現在位置: carview! > ニュース > 業界ニュース > 【試乗】これがアメ車? キャデラック5台一気乗りで感じた良い意味での裏切り

ここから本文です

【試乗】これがアメ車? キャデラック5台一気乗りで感じた良い意味での裏切り

掲載 更新
【試乗】これがアメ車? キャデラック5台一気乗りで感じた良い意味での裏切り

じつにしなやかでスポーティで繊細な操作に応えてくれる

「アメ車」。日本ではどうも、軽くネガなイメージで使われることが多い気がする。燃費を気にせず、ボディはデカく、ハンドリングなんて語るのも野暮、そんな感じだろうか。

近くにディーラーがない輸入ブランドのクルマを買っても大丈夫?

好きで「アメ車」を使う人は、「だから良いんじゃないか」とポジに捉えるのかも知れないが……まぁ少数派だ。キャデラックなんてそれを体現したようなブランド、そう思っている人も多いだろう。

そんな時代は過去。そりゃそうだ。日本車だって初代プリウスが登場したころに、誰がこんなにモーター搭載車だらけになると予想したか! つまり自動車の世界は刻々とスタンダードが変わっていくのだ。

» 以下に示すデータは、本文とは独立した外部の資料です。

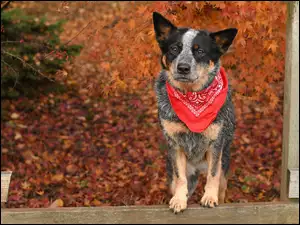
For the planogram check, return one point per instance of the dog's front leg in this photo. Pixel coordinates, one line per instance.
(179, 186)
(214, 160)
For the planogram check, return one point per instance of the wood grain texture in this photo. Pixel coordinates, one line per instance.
(249, 213)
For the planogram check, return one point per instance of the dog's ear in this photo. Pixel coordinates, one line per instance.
(224, 38)
(162, 26)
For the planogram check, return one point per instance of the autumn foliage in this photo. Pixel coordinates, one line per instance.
(255, 63)
(99, 143)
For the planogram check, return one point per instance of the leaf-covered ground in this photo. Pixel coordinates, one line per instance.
(82, 149)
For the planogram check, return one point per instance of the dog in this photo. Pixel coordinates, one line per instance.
(195, 110)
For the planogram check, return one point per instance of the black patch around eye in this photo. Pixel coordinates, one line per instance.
(175, 49)
(199, 52)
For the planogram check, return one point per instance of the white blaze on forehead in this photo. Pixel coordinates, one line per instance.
(188, 38)
(186, 54)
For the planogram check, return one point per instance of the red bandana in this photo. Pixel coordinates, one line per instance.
(198, 109)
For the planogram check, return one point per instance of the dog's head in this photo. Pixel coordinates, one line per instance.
(190, 56)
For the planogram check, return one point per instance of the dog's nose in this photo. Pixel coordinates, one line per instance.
(183, 68)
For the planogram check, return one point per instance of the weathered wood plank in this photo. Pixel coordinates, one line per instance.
(290, 149)
(228, 213)
(5, 181)
(294, 183)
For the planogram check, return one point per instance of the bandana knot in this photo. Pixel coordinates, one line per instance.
(198, 109)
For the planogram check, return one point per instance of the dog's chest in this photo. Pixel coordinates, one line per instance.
(194, 144)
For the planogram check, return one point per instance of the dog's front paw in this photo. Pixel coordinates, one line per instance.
(209, 199)
(178, 203)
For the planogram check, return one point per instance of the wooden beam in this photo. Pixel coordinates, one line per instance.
(290, 149)
(234, 213)
(5, 181)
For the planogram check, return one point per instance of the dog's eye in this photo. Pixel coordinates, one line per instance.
(200, 51)
(174, 49)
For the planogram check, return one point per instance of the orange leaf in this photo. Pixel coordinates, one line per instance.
(57, 203)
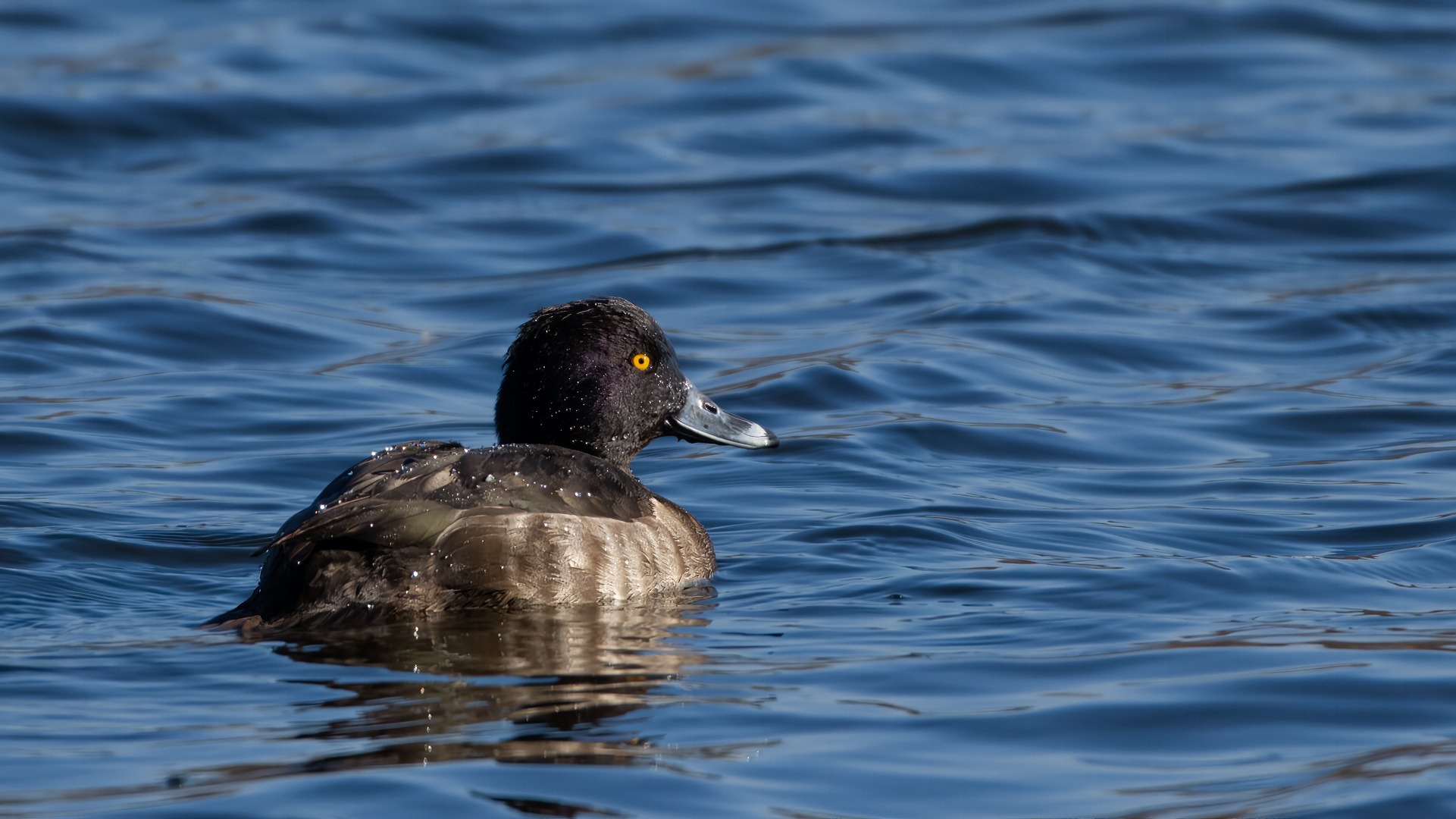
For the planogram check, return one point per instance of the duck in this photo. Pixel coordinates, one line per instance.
(553, 515)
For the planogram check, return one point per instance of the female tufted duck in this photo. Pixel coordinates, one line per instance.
(551, 515)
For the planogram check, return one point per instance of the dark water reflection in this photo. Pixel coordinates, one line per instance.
(1110, 346)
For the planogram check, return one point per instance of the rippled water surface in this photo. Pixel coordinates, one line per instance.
(1111, 346)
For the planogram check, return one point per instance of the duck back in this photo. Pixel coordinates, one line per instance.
(430, 525)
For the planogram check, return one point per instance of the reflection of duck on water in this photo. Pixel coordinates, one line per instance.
(542, 686)
(553, 515)
(581, 667)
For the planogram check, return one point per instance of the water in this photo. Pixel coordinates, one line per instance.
(1111, 347)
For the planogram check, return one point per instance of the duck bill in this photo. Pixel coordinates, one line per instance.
(700, 420)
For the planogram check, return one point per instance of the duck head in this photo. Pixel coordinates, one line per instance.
(600, 376)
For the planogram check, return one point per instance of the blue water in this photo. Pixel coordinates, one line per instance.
(1111, 346)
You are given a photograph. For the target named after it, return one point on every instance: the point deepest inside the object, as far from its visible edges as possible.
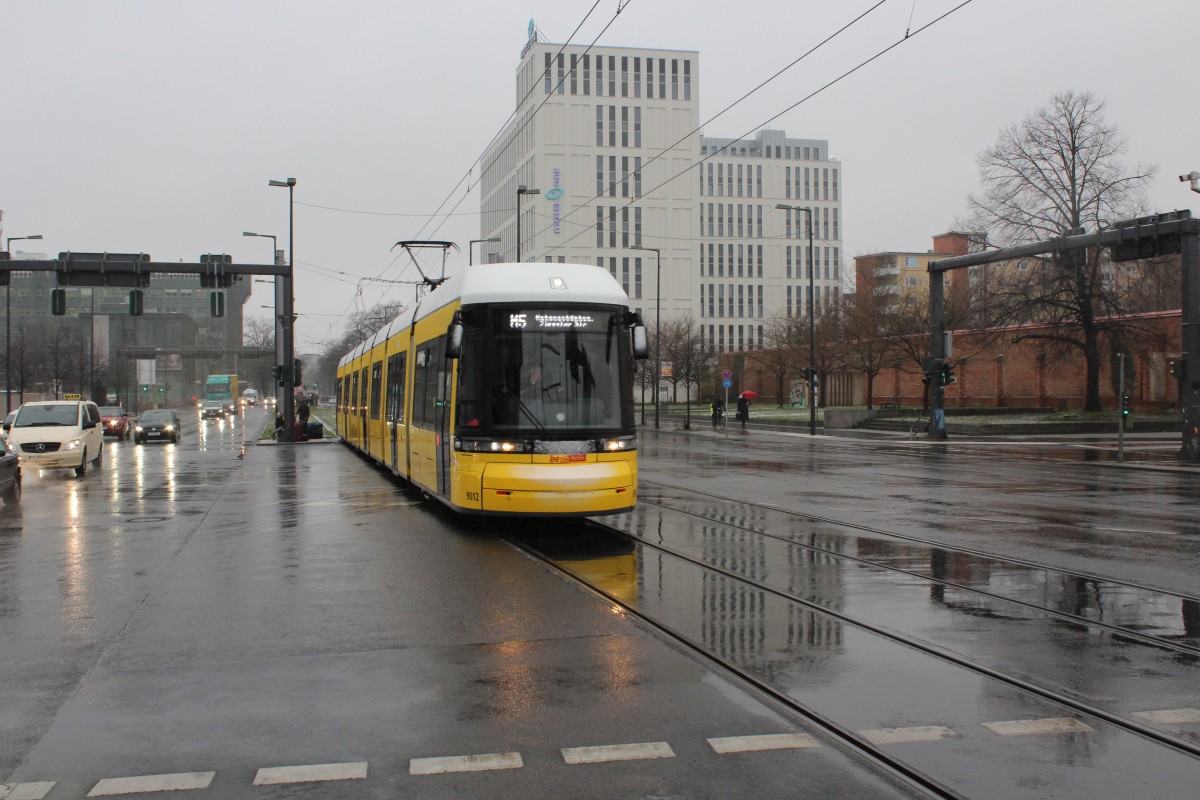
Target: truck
(225, 389)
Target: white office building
(609, 138)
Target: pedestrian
(717, 408)
(743, 410)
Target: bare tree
(783, 354)
(683, 344)
(1061, 170)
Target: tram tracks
(673, 553)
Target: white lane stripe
(1036, 727)
(311, 773)
(603, 753)
(175, 782)
(1170, 716)
(900, 735)
(25, 791)
(762, 741)
(465, 763)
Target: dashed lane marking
(603, 753)
(25, 791)
(465, 763)
(138, 785)
(1170, 716)
(1037, 727)
(311, 774)
(901, 735)
(763, 741)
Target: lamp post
(475, 241)
(813, 324)
(7, 325)
(275, 288)
(522, 190)
(286, 318)
(658, 328)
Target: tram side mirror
(641, 343)
(454, 338)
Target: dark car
(115, 421)
(10, 474)
(157, 423)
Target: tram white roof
(508, 282)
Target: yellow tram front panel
(559, 485)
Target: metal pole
(658, 330)
(1121, 408)
(813, 336)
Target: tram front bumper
(559, 489)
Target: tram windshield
(545, 371)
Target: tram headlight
(619, 444)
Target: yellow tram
(507, 390)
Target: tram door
(396, 365)
(442, 419)
(363, 408)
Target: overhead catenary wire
(767, 121)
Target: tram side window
(396, 367)
(429, 384)
(363, 391)
(376, 389)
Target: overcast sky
(154, 125)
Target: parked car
(10, 474)
(213, 409)
(59, 434)
(157, 423)
(115, 421)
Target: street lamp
(658, 326)
(522, 190)
(813, 324)
(286, 317)
(7, 326)
(475, 241)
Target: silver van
(58, 434)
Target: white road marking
(603, 753)
(1170, 716)
(900, 735)
(762, 741)
(25, 791)
(311, 773)
(175, 782)
(1037, 727)
(465, 763)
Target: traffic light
(946, 374)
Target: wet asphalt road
(216, 608)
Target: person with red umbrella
(743, 414)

今ドキのキャデラックはじつに繊細で、日本人の感性にも受け入れられるクルマになっている。そんな結論に達する試乗会に参加させていただいた。

内容はこう。GM社のキャデラックブランドの各車を乗り換えながらツーリングし、桜を愛でるという、なんとも優美な試乗企画なのである。

東京都・港区の試乗会場で待っていたのはATS、CTS、CT6の3車種5グレード。東京の都心にいても、街なかでこれだけキャデラックを目にすることはない。なかなかに壮観である。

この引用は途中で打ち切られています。